Problem Statement:

Google's marketing team is making a Superbowl commercial and needs a simple statistic to put on their TV ad: the median number of searches a person made last year.

However, at Google scale, querying the 2 trillion searches is too costly. Luckily, you have access to the summary table which tells you the number of searches made last year and how many Google users fall into that bucket.

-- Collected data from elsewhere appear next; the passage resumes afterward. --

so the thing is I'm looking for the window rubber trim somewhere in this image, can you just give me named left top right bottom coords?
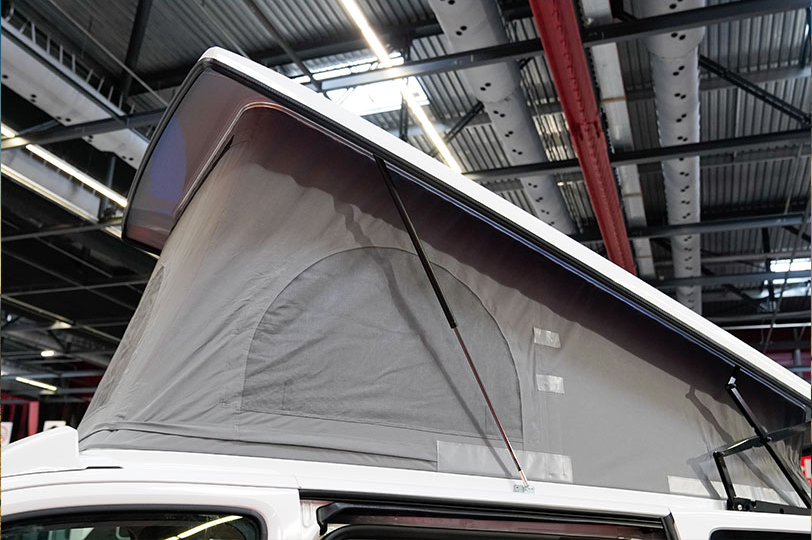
left=2, top=504, right=268, bottom=540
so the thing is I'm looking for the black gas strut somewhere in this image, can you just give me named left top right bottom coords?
left=375, top=156, right=530, bottom=490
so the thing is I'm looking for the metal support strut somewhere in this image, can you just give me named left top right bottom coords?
left=374, top=156, right=530, bottom=490
left=712, top=368, right=811, bottom=512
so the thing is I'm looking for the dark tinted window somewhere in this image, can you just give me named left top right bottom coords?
left=5, top=511, right=261, bottom=540
left=710, top=531, right=806, bottom=540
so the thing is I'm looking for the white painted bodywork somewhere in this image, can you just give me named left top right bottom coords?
left=3, top=428, right=809, bottom=539
left=4, top=49, right=808, bottom=539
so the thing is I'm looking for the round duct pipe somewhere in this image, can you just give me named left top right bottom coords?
left=639, top=0, right=706, bottom=313
left=429, top=0, right=574, bottom=234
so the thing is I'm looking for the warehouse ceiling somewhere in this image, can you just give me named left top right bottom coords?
left=1, top=0, right=810, bottom=415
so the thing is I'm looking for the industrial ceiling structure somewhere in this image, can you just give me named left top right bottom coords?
left=1, top=0, right=810, bottom=429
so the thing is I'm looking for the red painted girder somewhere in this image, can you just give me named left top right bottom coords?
left=529, top=0, right=636, bottom=274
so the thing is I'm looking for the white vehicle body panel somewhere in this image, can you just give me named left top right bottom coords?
left=671, top=510, right=810, bottom=538
left=4, top=428, right=810, bottom=539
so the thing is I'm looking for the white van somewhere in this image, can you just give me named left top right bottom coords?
left=3, top=48, right=809, bottom=539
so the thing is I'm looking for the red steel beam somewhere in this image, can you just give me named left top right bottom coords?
left=529, top=0, right=636, bottom=274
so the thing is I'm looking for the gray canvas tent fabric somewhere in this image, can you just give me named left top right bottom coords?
left=80, top=101, right=808, bottom=504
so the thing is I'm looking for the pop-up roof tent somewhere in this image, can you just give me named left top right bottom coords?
left=79, top=48, right=810, bottom=509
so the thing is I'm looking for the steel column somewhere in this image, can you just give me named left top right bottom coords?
left=529, top=0, right=635, bottom=272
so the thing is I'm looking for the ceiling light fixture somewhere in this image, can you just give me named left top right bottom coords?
left=15, top=376, right=58, bottom=392
left=1, top=123, right=18, bottom=138
left=25, top=144, right=128, bottom=207
left=1, top=163, right=99, bottom=222
left=338, top=0, right=461, bottom=173
left=40, top=350, right=56, bottom=358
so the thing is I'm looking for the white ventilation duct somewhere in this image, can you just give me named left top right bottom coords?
left=428, top=0, right=574, bottom=234
left=639, top=0, right=706, bottom=313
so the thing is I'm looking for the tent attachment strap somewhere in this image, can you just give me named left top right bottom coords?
left=374, top=156, right=531, bottom=492
left=712, top=368, right=811, bottom=512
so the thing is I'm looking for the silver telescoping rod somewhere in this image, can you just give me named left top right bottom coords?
left=375, top=156, right=530, bottom=489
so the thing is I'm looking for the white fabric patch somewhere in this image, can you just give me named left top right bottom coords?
left=533, top=327, right=560, bottom=348
left=667, top=476, right=797, bottom=505
left=536, top=374, right=564, bottom=394
left=437, top=441, right=572, bottom=483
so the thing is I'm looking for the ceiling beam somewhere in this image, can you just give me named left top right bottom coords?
left=582, top=0, right=808, bottom=46
left=0, top=109, right=163, bottom=150
left=659, top=250, right=802, bottom=266
left=0, top=370, right=105, bottom=379
left=120, top=0, right=154, bottom=101
left=708, top=310, right=810, bottom=323
left=466, top=129, right=811, bottom=181
left=136, top=0, right=805, bottom=93
left=628, top=212, right=806, bottom=241
left=3, top=218, right=123, bottom=241
left=316, top=39, right=539, bottom=92
left=2, top=295, right=122, bottom=344
left=3, top=274, right=150, bottom=297
left=651, top=270, right=809, bottom=288
left=19, top=64, right=807, bottom=149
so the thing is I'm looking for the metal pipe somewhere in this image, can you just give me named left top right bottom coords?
left=638, top=0, right=706, bottom=312
left=428, top=0, right=574, bottom=232
left=530, top=0, right=635, bottom=272
left=376, top=156, right=530, bottom=489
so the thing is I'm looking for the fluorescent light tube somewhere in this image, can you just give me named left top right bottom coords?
left=1, top=123, right=18, bottom=138
left=15, top=376, right=58, bottom=392
left=339, top=0, right=461, bottom=172
left=25, top=144, right=128, bottom=207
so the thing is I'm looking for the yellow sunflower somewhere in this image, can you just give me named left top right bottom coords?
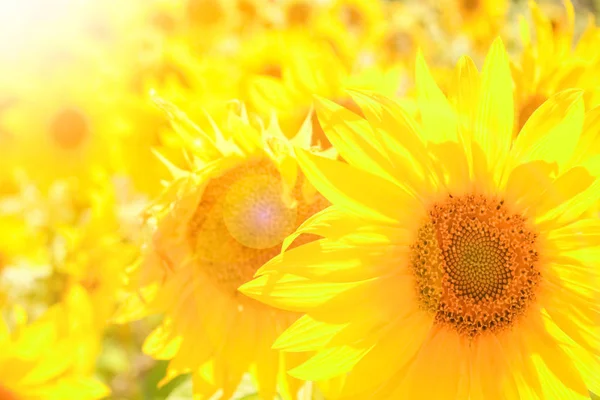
left=115, top=101, right=331, bottom=398
left=1, top=53, right=122, bottom=191
left=243, top=35, right=403, bottom=146
left=48, top=176, right=140, bottom=329
left=0, top=286, right=109, bottom=400
left=513, top=0, right=600, bottom=133
left=0, top=209, right=49, bottom=310
left=437, top=0, right=509, bottom=51
left=241, top=38, right=600, bottom=399
left=367, top=1, right=430, bottom=71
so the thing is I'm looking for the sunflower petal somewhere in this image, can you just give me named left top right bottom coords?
left=313, top=96, right=399, bottom=184
left=510, top=89, right=584, bottom=173
left=294, top=148, right=422, bottom=225
left=475, top=38, right=513, bottom=182
left=415, top=50, right=458, bottom=143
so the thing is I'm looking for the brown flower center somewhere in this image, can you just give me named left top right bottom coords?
left=49, top=108, right=88, bottom=150
left=286, top=1, right=314, bottom=26
left=340, top=4, right=364, bottom=31
left=411, top=194, right=541, bottom=338
left=461, top=0, right=480, bottom=13
left=187, top=159, right=328, bottom=297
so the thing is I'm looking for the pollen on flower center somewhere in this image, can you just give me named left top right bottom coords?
left=49, top=108, right=89, bottom=150
left=223, top=171, right=297, bottom=249
left=186, top=159, right=325, bottom=296
left=410, top=194, right=541, bottom=338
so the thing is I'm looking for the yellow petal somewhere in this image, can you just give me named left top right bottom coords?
left=339, top=311, right=434, bottom=398
left=415, top=50, right=458, bottom=144
left=295, top=148, right=422, bottom=225
left=288, top=344, right=374, bottom=381
left=503, top=160, right=556, bottom=217
left=470, top=334, right=520, bottom=400
left=347, top=90, right=438, bottom=198
left=239, top=273, right=372, bottom=312
left=400, top=327, right=468, bottom=400
left=571, top=105, right=600, bottom=165
left=475, top=38, right=514, bottom=183
left=258, top=237, right=403, bottom=282
left=253, top=313, right=279, bottom=400
left=538, top=157, right=600, bottom=227
left=523, top=314, right=590, bottom=398
left=281, top=206, right=365, bottom=252
left=509, top=89, right=584, bottom=175
left=273, top=314, right=345, bottom=352
left=453, top=55, right=480, bottom=152
left=314, top=96, right=400, bottom=185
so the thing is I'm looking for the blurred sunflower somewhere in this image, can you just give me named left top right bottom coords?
left=49, top=177, right=140, bottom=329
left=368, top=1, right=430, bottom=70
left=513, top=0, right=600, bottom=133
left=437, top=0, right=509, bottom=51
left=1, top=56, right=122, bottom=191
left=241, top=38, right=600, bottom=398
left=115, top=101, right=331, bottom=398
left=243, top=35, right=403, bottom=146
left=0, top=171, right=139, bottom=331
left=0, top=204, right=49, bottom=311
left=0, top=286, right=109, bottom=400
left=324, top=0, right=384, bottom=44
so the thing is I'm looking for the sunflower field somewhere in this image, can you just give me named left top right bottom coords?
left=0, top=0, right=599, bottom=399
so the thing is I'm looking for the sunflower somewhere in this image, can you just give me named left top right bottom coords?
left=0, top=286, right=109, bottom=400
left=47, top=176, right=140, bottom=329
left=115, top=101, right=331, bottom=398
left=243, top=36, right=403, bottom=146
left=436, top=0, right=508, bottom=51
left=513, top=0, right=600, bottom=133
left=1, top=51, right=123, bottom=191
left=240, top=38, right=600, bottom=399
left=322, top=0, right=384, bottom=45
left=367, top=1, right=430, bottom=71
left=0, top=208, right=50, bottom=311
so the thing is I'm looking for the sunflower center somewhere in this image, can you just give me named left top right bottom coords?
left=261, top=63, right=283, bottom=79
left=187, top=160, right=327, bottom=296
left=340, top=5, right=364, bottom=31
left=286, top=1, right=313, bottom=26
left=187, top=0, right=225, bottom=25
left=461, top=0, right=480, bottom=12
left=385, top=30, right=414, bottom=58
left=49, top=108, right=88, bottom=150
left=411, top=194, right=541, bottom=338
left=222, top=171, right=297, bottom=249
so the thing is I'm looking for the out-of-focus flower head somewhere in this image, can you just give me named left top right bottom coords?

Write a query to report the median of searches made by a user. Round the median to one decimal point.

In [0]:
from pyspark.sql.types import *

# Define the schema for the DataFrame
schema = StructType([
    StructField("searches", IntegerType(), True),
    StructField("num_users", IntegerType(), True)
])

# Create the data
data = [
    (1, 2),
    (2, 2),
    (3, 3),
    (4, 1)
]

# Create DataFrame
df = spark.createDataFrame(data, schema)

# display DataFrame
df.display()


searches,num_users
1,2
2,2
3,3
4,1


In [0]:
from pyspark.sql.functions import *

# Sort DataFrame by 'searches' column
df_sorted = df.orderBy("searches")

# Count total number of rows
count = df_sorted.count()

# Calculate median based on the row count (odd or even)
if count % 2 == 1:
    # Odd number of rows, select the middle one
    median_value = df_sorted.collect()[count // 2]["searches"]
else:
    # Even number of rows, calculate the average of the two middle values
    middle1 = df_sorted.collect()[(count // 2) - 1]["searches"]
    middle2 = df_sorted.collect()[(count // 2)]["searches"]
    median_value = (middle1 + middle2) / 2

# Show the result
print(f"Median: {median_value}")


Median: 2.5


In [0]:
# Create a temporary view for SQL operations
df.createOrReplaceTempView("search_frequency")

In [0]:
%sql
WITH OrderedSearches AS (
  SELECT 
    searches,
    ROW_NUMBER() OVER (ORDER BY searches) AS row_num,
    COUNT(*) OVER () AS total_rows
  FROM 
    search_frequency
)

SELECT 
  AVG(searches) AS median
FROM 
  OrderedSearches
WHERE 
  row_num IN (FLOOR((total_rows + 1) / 2.0)::INTEGER, CEIL((total_rows + 1) / 2.0)::INTEGER);


median
2.5


Explanation:

df.orderBy("searches") sorts the DataFrame by the searches column.

count = df_sorted.count() gives the total number of rows.

For an odd number of rows, we pick the middle element.

For an even number of rows, we take the average of the two middle elements.

This code calculates the median without using approxQuantile() and provides the same output of 2.5 for the provided data.